Max Sets the Style (1914) A Silent Film Review

The charming Max Linder has a fashion disaster on the way to his own wedding and ends up shoeless. With no proper replacements available, Max must convince the Parisian smart set that the grungy worker boots he is wearing are actually the latest style.

Home Media Availability: Released on DVD.

About eight decades ahead of his time…

Chaplin called him his professor. He was one of the very first international movie stars. He was the toast of France back when France was top dog in the movie game. And yet Max Linder remains an obscure figure for many in the moviegoing public.

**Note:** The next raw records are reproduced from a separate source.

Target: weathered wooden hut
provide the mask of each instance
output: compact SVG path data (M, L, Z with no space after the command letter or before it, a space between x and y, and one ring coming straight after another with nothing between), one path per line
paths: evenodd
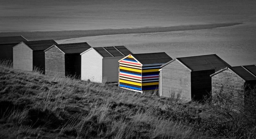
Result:
M91 48L86 42L54 45L44 51L45 75L80 78L80 54Z
M221 93L229 95L233 101L231 106L236 109L246 102L243 92L248 86L253 87L256 85L256 66L228 67L210 76L212 96L216 97Z
M0 37L0 59L12 60L12 47L28 41L22 36Z
M210 75L230 66L216 54L176 58L161 66L159 95L201 100L212 89Z
M160 66L172 59L164 52L127 55L118 61L119 86L141 93L158 89Z
M52 39L20 42L13 48L13 68L32 71L36 67L44 72L44 51L56 44Z
M93 47L81 53L81 79L96 82L117 82L118 60L132 54L124 46Z

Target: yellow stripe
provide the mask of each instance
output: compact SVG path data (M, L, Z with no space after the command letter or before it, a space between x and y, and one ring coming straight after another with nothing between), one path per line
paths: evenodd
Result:
M158 82L150 82L148 83L143 83L142 84L142 86L151 86L152 85L158 85L158 84L159 84Z
M120 66L120 69L125 70L126 71L131 71L132 72L136 72L136 73L141 73L141 70L138 70L137 69L134 69L132 68L129 68L128 67L124 67L123 66Z
M151 70L142 70L142 73L149 73L150 72L158 72L159 71L158 70L159 70L159 69L152 69Z
M136 86L138 86L139 87L141 87L141 83L138 83L137 82L128 81L128 80L119 80L119 82L122 83L124 83L130 85L134 85Z

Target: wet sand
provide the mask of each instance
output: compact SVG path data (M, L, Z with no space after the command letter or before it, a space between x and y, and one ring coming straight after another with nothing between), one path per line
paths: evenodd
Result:
M174 31L211 29L231 26L241 23L179 25L167 27L145 27L123 29L106 29L62 31L0 32L0 37L22 35L29 40L67 39L88 36L123 34Z

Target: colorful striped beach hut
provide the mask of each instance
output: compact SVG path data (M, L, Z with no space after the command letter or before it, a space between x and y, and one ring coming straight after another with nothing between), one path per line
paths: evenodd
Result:
M81 53L81 79L117 83L118 60L132 53L124 46L91 48Z
M158 70L172 59L164 52L127 55L118 61L120 87L141 93L158 89Z
M44 72L44 51L57 43L52 39L22 42L13 48L14 69L32 71L35 68Z
M45 75L80 78L80 54L91 47L86 42L54 45L44 51Z
M22 36L0 37L0 59L12 60L12 47L28 40Z
M230 95L231 108L237 109L246 103L243 93L248 87L252 88L256 85L256 66L228 67L211 75L211 77L213 97L217 97L220 93Z
M212 89L210 75L230 65L216 54L176 58L161 66L159 94L201 100Z

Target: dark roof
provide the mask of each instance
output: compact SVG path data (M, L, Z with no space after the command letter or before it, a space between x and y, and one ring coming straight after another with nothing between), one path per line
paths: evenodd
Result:
M192 71L216 69L230 66L215 54L179 58L176 59Z
M28 41L21 36L0 37L0 44L18 44Z
M24 42L33 51L44 50L53 45L58 44L52 39L28 41Z
M124 46L100 47L93 47L93 48L103 58L122 57L132 53ZM129 54L124 54L127 53Z
M172 59L164 52L132 54L143 65L165 63Z
M86 42L56 45L58 48L66 54L80 53L92 47Z
M244 80L256 80L256 77L248 72L242 66L236 66L228 67L237 75L243 78Z

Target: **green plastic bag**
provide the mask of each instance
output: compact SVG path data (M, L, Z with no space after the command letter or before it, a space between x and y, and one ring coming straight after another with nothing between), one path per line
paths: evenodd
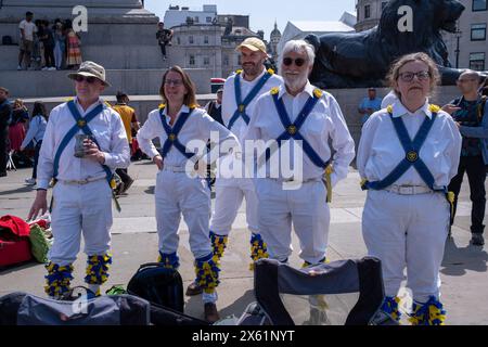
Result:
M51 232L49 230L43 230L38 224L30 226L30 252L34 258L41 264L47 264L48 252L52 246L54 241Z

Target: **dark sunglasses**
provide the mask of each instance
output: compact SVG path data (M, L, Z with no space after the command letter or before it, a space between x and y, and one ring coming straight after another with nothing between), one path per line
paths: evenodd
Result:
M284 65L284 66L290 66L290 65L293 64L293 62L295 62L295 65L296 65L296 66L301 67L301 66L304 66L306 60L303 59L303 57L297 57L297 59L295 59L295 60L293 60L293 59L291 59L291 57L285 57L285 59L283 59L283 65Z
M97 79L98 79L97 77L92 77L92 76L89 76L89 77L85 77L85 76L81 76L81 75L76 75L75 76L75 80L77 82L82 82L84 80L86 80L87 83L89 83L89 85L94 83Z

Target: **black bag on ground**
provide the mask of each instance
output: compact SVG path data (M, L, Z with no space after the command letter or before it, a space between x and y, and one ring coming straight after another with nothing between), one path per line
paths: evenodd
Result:
M127 293L184 312L183 280L178 271L166 269L160 262L142 265L130 279Z
M259 314L248 318L266 316L259 324L272 325L393 324L375 319L384 298L381 269L372 257L300 270L261 259L254 272Z
M160 262L142 265L127 285L127 293L151 303L154 325L208 325L184 314L183 280L177 270Z
M131 295L54 300L23 292L0 297L0 325L149 325L150 303Z

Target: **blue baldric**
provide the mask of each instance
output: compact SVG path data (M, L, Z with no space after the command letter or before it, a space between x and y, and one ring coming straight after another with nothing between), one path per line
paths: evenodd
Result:
M310 97L293 124L290 120L290 116L286 112L283 100L278 97L278 93L273 93L272 98L274 101L274 106L277 107L278 111L278 115L280 116L280 120L285 128L285 131L277 139L278 147L280 149L283 142L288 139L293 138L294 140L299 140L301 141L305 154L310 158L310 160L316 166L325 169L329 166L329 162L324 162L299 132L301 126L304 125L308 115L312 112L316 104L319 102L320 98L316 95ZM270 156L271 156L270 149L267 149L266 159L269 160Z
M229 130L232 129L235 121L239 120L239 118L242 118L246 125L249 125L251 118L246 114L246 107L249 105L249 103L258 95L262 87L266 85L268 79L273 74L270 72L266 72L266 74L261 77L261 79L254 86L254 88L249 91L246 99L244 101L242 100L242 92L241 92L241 72L237 72L234 77L234 90L235 90L235 103L237 104L237 110L234 112L234 115L229 120L229 126L227 127Z
M61 159L61 155L63 154L64 150L66 149L66 146L68 145L68 143L73 140L73 138L78 133L79 130L81 130L82 132L85 132L86 134L89 134L92 137L93 142L99 146L99 143L97 142L97 139L93 137L93 132L91 131L91 129L88 127L88 124L94 119L99 114L101 114L103 112L103 110L105 108L105 106L103 104L98 105L95 108L93 108L88 115L86 115L85 117L81 117L81 115L78 112L78 108L75 105L75 102L72 100L67 103L67 106L69 108L69 112L73 116L73 118L75 118L76 124L73 126L72 129L69 129L69 131L64 136L63 140L60 143L60 146L57 147L56 154L54 156L54 171L53 171L53 178L54 180L57 178L57 174L59 174L59 168L60 168L60 159ZM106 174L106 180L108 182L108 184L111 184L112 179L113 179L113 172L111 170L111 168L106 165L102 165L103 170ZM112 187L112 185L111 185Z
M180 114L172 128L166 123L166 116L164 113L165 108L163 107L159 110L160 121L163 124L163 128L165 129L166 134L168 136L168 139L163 145L160 153L160 156L163 158L165 158L168 155L172 146L175 146L188 159L190 159L195 155L194 153L188 153L187 147L183 144L181 144L181 142L178 140L178 134L180 133L188 118L190 118L190 115L192 114L193 110L194 108L190 108L190 112Z
M407 131L407 128L404 127L404 123L401 119L401 117L394 117L393 113L389 112L389 117L394 124L395 130L397 132L398 139L400 140L400 143L404 150L406 156L401 160L400 164L383 180L375 181L375 182L369 182L365 181L362 184L362 190L383 190L391 184L394 184L400 177L407 172L410 167L414 167L415 170L419 172L422 180L425 182L425 184L432 189L435 192L444 192L447 193L446 187L436 187L435 185L435 178L432 175L428 167L425 165L424 160L420 157L420 152L422 149L422 145L424 144L432 127L434 126L434 123L437 118L437 113L432 113L432 119L428 117L425 117L424 123L422 124L421 128L419 129L419 132L416 133L413 141L410 140L410 136Z

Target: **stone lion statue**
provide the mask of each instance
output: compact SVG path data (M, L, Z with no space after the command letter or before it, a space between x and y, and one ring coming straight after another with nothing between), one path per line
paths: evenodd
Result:
M413 10L413 31L398 28L402 5ZM310 80L320 88L381 87L396 59L425 52L437 63L442 85L454 85L462 70L451 67L440 30L454 33L463 11L455 0L390 0L380 24L370 30L309 35L305 40L317 54Z

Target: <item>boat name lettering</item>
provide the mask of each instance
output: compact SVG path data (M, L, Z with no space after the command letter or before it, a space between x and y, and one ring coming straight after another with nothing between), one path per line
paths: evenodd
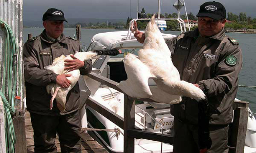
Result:
M169 129L171 128L172 126L174 125L174 118L161 118L156 119L156 120L162 125L163 126L163 129ZM155 124L155 128L154 130L158 130L158 129L161 129L161 125L157 123L157 122Z
M204 54L204 58L207 58L209 59L215 59L216 57L216 55L210 55L207 53L205 53Z

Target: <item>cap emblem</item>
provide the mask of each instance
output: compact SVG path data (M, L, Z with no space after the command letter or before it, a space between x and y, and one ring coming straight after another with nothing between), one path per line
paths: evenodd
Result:
M206 11L212 11L212 12L218 11L217 8L214 5L207 6L204 7L204 9Z
M59 12L59 11L55 11L53 13L52 13L52 14L54 15L63 15L63 14L61 13L61 12Z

How do you describe Linder and his Max character? Well, like Chaplin’s Little Tramp, Max was an eternal optimist. Unlike Chaplin, his character often started out at the top of the socioeconomic scale. Some of Linder’s French films had much in common with the works of P.G. Wodehouse, in which a well-to-do fellow must extricate himself from a mess of his own making. Others just involved Max getting into mischief, such as trying to steal a snapshot of a woman in her bathing costume. (We’ll be covering Linder’s American films at a later time.)

The tie that will not tie.
The tie that will not tie.

Max Sets the Style combines both flavors of Max. He plays a perky young fellow who is going to be married. A groom needs a necktie and he attempts to tie the stubborn thing in front of a mirror. Unfortunately, the mirror is hung above a fireplace and before he knows what has happened, Max’s dainty little high-heeled dress shoes have melted.

Talk about a hot foot.
Talk about a hot foot.

Max doesn’t detect a problem until he loses his sole in the middle of the street. (Call a priest! Hee hee heeeeee.) This is a disaster! How can he present himself to his betrothed in bare feet? In a panic, he buys the shoes right off the feet of the first person he sees. Only after the transaction is complete does he realize that he has bought a pair of lace-up work boots.

Max has no choice. He must try to brazen it out. He marches into the drawing room where the bride’s family is waiting, declares his shoes to be the latest style… and promptly gets thrown out. Max has two options: he can either come clean and confess his accident to his fiancée or he can continue his charade. The first option is more sensible but who comes to comedy for sensible behavior? Max is out to make work shoes the stylish accessory of the season!

Everyone is wearing them! You just haven't seen it yet!
Everyone is wearing them! You just haven’t seen it yet!

Max Sets the Style is a featherweight comedy. It practically floats away as you watch it. The plot barely exists, it’s basically an excuse for Max to do his thing. However, no one could do comedy quite like Max Linder. A mercurial creatures, Max dances about giddily when things are going right and descends into sobbing despair when they go wrong. These emotions are communicated eloquently by Linder’s graceful movements and his huge eyes.

What a personality!
What a personality!

The story is told with a minimum of title cards and in spite of language and cultural barriers and the passage of more than a century since the film was made, the simple plot is communicated loud and clear. This is a testament to Linder’s skill as a pantomime comedian.

Max Sets the Style is not Linder’s best surviving short (from his French period, my favorite is The Troubles of a Grass Widower) but it is a light bit of fun and is shows off his charisma and distinct screen personality. The plot has been used time and again in movies and on television but rarely with the magic that Linder’s personality gives it.

Ahead of his time in more ways than one.
Ahead of his time in more ways than one.

Linder was one of the most popular stars of the pre-feature era and it’s high time that more people discover why. Do give him a try.

Oh and one more side note. Ironically, the lace-up work boots that Max dons are far more familiar and stylish to modern audiences than his dainty high-heeled dress shoes. Max was grunge almost eight decades before it hit the mainstream. Not too shabby.

Movies Silently’s Score: ★★½

Where can I see it?

Max Sets the Style was released on DVD as part of the Laugh with Max Linder disc. It’s now out-of-print but is available used.